その視線から逃れるように目を伏せるように逸らしていけば蝶、と一声呼ばれてビクッと肩を震わせる。
『な、に…っ?』
「…お前…本当可愛い奴だな。何なんだよ俺のこと好きすぎてとか…悶え殺されるかと思った」
『そ、そういうの言わなくてい「お前が言わせんだよ」そんな理不尽な…ッ!』
なでこなでことお店の中なのに撫で撫でされて、それと反対の手で顔を覆うように頭を何故か抱えられる。
本当の事言っただけなのに、と更に私は困惑するのだけれど、そんな事も知らずに私の愛しい目の前の彼は私に言うのだ。
「そんなんでこの先大丈夫か?お前…今日だってそうだ、帰ってから寝れんのかよ?」
『!…………寝るもん。

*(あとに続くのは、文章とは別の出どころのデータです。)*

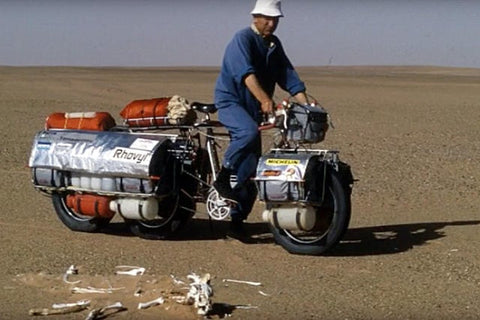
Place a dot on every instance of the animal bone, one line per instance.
(100, 313)
(176, 281)
(245, 282)
(200, 293)
(134, 271)
(245, 306)
(56, 311)
(152, 303)
(85, 303)
(94, 290)
(71, 270)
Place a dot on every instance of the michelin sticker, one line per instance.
(282, 162)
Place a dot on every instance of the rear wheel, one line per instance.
(173, 213)
(332, 219)
(73, 220)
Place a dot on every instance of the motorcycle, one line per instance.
(154, 168)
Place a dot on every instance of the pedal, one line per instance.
(218, 208)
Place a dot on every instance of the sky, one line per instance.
(195, 32)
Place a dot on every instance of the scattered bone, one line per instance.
(176, 281)
(56, 311)
(244, 282)
(263, 293)
(101, 313)
(246, 306)
(200, 293)
(138, 292)
(152, 303)
(68, 305)
(134, 271)
(95, 290)
(71, 270)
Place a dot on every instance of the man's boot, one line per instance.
(222, 185)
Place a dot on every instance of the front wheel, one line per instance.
(73, 220)
(332, 219)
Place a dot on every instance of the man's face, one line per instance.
(265, 25)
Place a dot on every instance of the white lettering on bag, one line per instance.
(130, 155)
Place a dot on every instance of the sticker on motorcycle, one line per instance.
(131, 155)
(144, 144)
(282, 162)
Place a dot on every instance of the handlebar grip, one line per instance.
(266, 126)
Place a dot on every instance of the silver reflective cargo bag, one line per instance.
(101, 153)
(286, 177)
(307, 124)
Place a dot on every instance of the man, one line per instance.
(254, 62)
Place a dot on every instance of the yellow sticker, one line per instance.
(282, 162)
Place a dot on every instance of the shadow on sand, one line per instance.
(392, 239)
(364, 241)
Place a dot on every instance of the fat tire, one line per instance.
(340, 191)
(74, 221)
(183, 208)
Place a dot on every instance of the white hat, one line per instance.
(269, 8)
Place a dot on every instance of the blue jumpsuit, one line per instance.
(239, 111)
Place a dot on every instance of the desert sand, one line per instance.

中也いないの寂しいから嫌』
「分かった、よく分かった、とっとと仕事片付けて帰るわ」
ムス、と頬を膨らませれば中也から即答で返事が返ってきたため、すぐに機嫌が戻ってパア、と目が明るくなる。
「……分かりやす」
『だ、だめ…?』
「いやいや、寧ろいいって。初期の頃より断然いい」
『…ね、ねぇ……一回おうち帰ってから学校行きたい…』
「?それは構わねえが…」
不思議そうな顔をする中也には流石にそこまでは気付かれていないらしく、寧ろ私の中ではこんな事のためにお願いしてもいいのかな、なんて気持ちが溢れてくる。
『その……中也に、もうちょっと甘えてから行きたい…………なんて…』
「とっとと食うぞ、もういっその事今から一生家で甘えてろお前、もうどこにも行かなくていい、なんなら俺も一生家にいる」
『それだめな生活になるからやめて…!?』
反応がオーバーすぎて本当この人大丈夫なのかと疑うくらいのレベルだ。
……いや、本当。
大丈夫?この人。
「お前見てるだけで生きていけそうな気がする」
『それ危ないやつだから…私が』
「お前覚えとけよ、今日帰ってきたら覚悟してやがれ。今世紀最大級に甘やかしてやる、もう決めた。今決めた、絶対実行してやる」
『え、えぇ…っ』
覚悟も何も。
甘いものを目の前にしてこんなにも誰かに翻弄されるだなんてこと初めてだ。
そこに集中出来ないくらいに心を揺さぶられる人がいるだなんて。
まあ、嬉しいからどうしても頬が緩んでしまうのだけれど。